Chegou a lamentar a “fria e desumana” penitenciária de segurança máxima nos Estados Unidos, o único lugar onde é garantido que o maior traficante mexicano, El Chapo, não vai fugir.
Pior, muito pior: mandou soltar Ovidio Guzmán, o filho de El Chapo, preso numa mal planejada operação em Culiacán.
A organização criminosa estava tocando o terror na cidade e as autoridades de segurança estavam mal preparadas – sem cooperação dos Fuzileiros Navais, a força mexicana treinada para prender chefes de facção, e da DEA, a polícia antidrogas americana.
O presidente bonzinho achou que “vidas humanas valiam mais” e mandou Ovídio ser liberado. No Brasil, seria equivalente a dar carta branca ao filho do chefe da maior organização criminosa.
Com uma diferença importante: nenhum presidente brasileiro, de qualquer tendência, jamais manifestou em público a bandidolatria de AMLO, que chegou a quase chorar pela situação da mãe de El Chapo – aliás, perfeitamente viva, ao contrário do número incontável de vítimas do cartel.

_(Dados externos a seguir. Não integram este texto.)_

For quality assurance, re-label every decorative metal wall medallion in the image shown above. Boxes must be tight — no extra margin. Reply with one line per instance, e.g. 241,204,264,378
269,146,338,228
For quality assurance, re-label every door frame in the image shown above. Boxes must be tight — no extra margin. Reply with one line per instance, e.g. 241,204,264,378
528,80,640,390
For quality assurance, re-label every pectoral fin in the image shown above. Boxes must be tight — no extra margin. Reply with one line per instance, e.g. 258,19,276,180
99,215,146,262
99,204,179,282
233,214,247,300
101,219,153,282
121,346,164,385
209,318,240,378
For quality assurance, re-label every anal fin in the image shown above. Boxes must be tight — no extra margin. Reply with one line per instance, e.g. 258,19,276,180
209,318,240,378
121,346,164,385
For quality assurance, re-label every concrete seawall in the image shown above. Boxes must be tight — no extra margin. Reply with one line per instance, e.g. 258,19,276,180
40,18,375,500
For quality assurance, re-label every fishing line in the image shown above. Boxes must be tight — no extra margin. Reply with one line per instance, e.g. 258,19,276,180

No primeiro semestre, o índice de homicídios por 100 mil pessoas aumentou 5,3% em relação a 2018.Em junho, o aumento foi maior: 8%, num total de 3 000 assassinatos.
Um dos casos mais chocantes foi a morte de treze policiais numa emboscada parecida com a sofrida agora pelos mórmons.
Uma verdadeira força-tarefa de traficantes, com armamentos muito superiores, atacou a comitiva de policiais que iam cumprir um mandato judicial em Michoacán.
Os policiais foram caindo um a um, num tiroteio sem esperanças. Além dos treze mortos, nove ficaram feridos.
Os narcos ainda tiveram a calma de deixar cartolinas nos para-brisas dos carros incendiados, acusando a polícia local de favorecer um cartel inimigo.
É justo responsabilizar o presidente mexicano, um humanista populista com aura parecida com a do atual prisioneiro e influencer de Curitiba, pelo aumento de um pesadelo que já parecia insuportável?
Se ele manda a polícia não atirar, solta bandidos e põe em prática uma política de segurança evidentemente errada, tem, sim, sua parte de responsabilidade.
AMLO foi eleito prometendo salvar o país da violência hedionda e autodestrutiva, que deixa os cidadãos comuns numa situação de impotência total e os criminosos no topo da pirâmide.
Bebês queimados vivos são a prova mais inconcebível de que ele está fazendo a sua parte para piorar as coisas.